La langue française parle bien de la nature humaine en tirant le substantif pouvoir (le pouvoir) du verbe pouvoir. Pouvoir, normalement, c’est avoir la capacité de faire quelque chose, c’est avoir la potentialité de faire levier sur la réalité en vue d’un résultat. Pouvoir est placé sous le signe de l’action. Or le pouvoir désigne plus un état, le résultat de cette action même (le résultat d’avoir pu), que l’action même de pouvoir avec l’effet que cette action a sur la réalité. Les gens qui ont le goût du pouvoir, bien souvent, cherchent plus à jouir de l’état du pouvoir que d’entreprendre une action pour transformer réalité (en vue de l’améliorer). La sexualité, dans sa fréquence basse (dans sa pratique basse), permet à l’individu (souvent mâle, d’ailleurs) de jouir d’avoir prise sur l’autre, de posséder, comme on dit, c’est-à-dire, de jouir de l’idée de la possession de l’autre quand bien même celle-ci est illusoire, car on ne possède pas l’autre, même si l’autre cède son corps le temps du corps à corps érotique. Mais dans le cas de Mouina, son âme appelait à l’aide, un appel que le puissant DSK ignora avec un mépris souverain, n’en déplaisent ses dénégations.
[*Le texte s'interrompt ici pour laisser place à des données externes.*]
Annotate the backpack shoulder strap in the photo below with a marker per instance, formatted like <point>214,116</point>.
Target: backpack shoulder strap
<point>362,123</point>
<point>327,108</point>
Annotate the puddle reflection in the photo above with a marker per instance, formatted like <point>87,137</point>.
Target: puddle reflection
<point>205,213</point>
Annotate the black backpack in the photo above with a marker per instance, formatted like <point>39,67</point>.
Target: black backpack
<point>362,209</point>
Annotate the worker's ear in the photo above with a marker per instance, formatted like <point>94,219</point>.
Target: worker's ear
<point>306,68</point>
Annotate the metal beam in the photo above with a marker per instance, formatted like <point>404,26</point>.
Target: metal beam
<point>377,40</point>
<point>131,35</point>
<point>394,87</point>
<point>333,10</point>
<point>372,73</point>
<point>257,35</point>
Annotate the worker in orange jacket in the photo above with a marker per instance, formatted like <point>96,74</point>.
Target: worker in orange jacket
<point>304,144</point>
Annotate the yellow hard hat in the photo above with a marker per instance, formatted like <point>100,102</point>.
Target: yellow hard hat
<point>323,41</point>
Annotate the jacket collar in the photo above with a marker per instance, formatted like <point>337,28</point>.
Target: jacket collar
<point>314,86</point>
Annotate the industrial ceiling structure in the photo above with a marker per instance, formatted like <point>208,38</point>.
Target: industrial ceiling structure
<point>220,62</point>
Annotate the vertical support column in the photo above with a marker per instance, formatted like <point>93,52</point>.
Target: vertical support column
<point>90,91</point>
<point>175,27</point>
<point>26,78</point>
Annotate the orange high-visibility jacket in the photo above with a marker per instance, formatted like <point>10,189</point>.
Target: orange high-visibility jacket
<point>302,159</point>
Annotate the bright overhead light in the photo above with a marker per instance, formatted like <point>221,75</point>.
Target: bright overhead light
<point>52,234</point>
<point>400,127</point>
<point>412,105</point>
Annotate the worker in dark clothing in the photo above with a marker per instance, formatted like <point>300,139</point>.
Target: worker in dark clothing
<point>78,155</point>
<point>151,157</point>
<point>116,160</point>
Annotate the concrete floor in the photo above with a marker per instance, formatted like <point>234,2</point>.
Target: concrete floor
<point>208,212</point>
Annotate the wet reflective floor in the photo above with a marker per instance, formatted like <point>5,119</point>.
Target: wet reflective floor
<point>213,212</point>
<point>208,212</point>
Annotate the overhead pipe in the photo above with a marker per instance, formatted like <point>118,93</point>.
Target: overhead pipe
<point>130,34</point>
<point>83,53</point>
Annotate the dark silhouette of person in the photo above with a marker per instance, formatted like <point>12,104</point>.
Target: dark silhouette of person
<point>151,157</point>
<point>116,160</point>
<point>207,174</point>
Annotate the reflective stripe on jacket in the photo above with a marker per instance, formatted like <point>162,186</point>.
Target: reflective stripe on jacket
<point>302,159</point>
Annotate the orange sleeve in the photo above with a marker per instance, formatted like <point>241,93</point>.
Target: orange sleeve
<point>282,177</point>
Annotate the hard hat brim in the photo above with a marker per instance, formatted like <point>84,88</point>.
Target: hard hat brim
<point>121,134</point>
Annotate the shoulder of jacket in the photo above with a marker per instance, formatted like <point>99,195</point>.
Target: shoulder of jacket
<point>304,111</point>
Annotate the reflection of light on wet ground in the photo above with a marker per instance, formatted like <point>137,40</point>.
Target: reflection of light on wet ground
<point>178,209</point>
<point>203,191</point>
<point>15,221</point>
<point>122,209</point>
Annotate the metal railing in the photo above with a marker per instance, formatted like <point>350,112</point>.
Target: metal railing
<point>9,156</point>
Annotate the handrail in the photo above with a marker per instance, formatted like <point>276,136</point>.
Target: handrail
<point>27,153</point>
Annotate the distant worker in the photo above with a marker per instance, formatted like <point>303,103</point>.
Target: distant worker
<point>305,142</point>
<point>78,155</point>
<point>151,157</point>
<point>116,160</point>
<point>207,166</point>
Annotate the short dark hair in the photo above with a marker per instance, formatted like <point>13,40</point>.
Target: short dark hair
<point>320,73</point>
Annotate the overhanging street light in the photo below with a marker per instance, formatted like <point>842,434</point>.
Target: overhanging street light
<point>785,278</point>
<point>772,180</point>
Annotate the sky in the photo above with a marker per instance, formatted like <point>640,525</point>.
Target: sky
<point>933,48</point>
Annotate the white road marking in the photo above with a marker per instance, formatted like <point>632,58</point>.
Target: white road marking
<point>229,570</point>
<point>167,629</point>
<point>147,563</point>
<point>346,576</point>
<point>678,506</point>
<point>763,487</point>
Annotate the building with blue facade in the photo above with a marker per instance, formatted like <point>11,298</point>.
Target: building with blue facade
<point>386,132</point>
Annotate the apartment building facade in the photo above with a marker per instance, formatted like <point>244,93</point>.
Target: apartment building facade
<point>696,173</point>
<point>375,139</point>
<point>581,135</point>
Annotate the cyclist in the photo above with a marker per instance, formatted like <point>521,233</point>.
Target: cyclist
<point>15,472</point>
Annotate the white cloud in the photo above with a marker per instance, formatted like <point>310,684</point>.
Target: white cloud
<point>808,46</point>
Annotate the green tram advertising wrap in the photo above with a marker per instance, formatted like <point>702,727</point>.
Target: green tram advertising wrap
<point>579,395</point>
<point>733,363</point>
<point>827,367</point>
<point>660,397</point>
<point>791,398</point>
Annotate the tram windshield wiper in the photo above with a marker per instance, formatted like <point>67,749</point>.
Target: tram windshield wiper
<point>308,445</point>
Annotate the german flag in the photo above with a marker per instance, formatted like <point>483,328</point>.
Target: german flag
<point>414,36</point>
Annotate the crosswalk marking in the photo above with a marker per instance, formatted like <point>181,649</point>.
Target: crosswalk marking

Le sentiment de la puissance est du côté de la possession, c’est d’ailleurs ce que promeut le système dans lequel on vit. Le sens de la beauté du monde, sa réception et l’émotion qu’on en retire, sont du côté de l’abandon, de la restitution, non pas de la possession. Mais dans le sentiment de puissance, quelque chose se retourne en réalité contre ceux qui l’éprouvent,  car les possesseurs deviennent possédés. Ceux qui ne tiennent pas à retenir, eux, restent libres. Les dominants sont toujours dominés par leur pulsion de domination, ce qui est le cas de Dominique Strauss-Kahn, prisonnier de sa puissance illusoire. Mais si la puissance est illusoire, la brutalité, elle, ne l’est pas, illusoire.   


[1] Dominique vient du latin dominicus, littéralement, « qui est relatif au seigneur ». Ce vocable dérive de dominus, « maître ».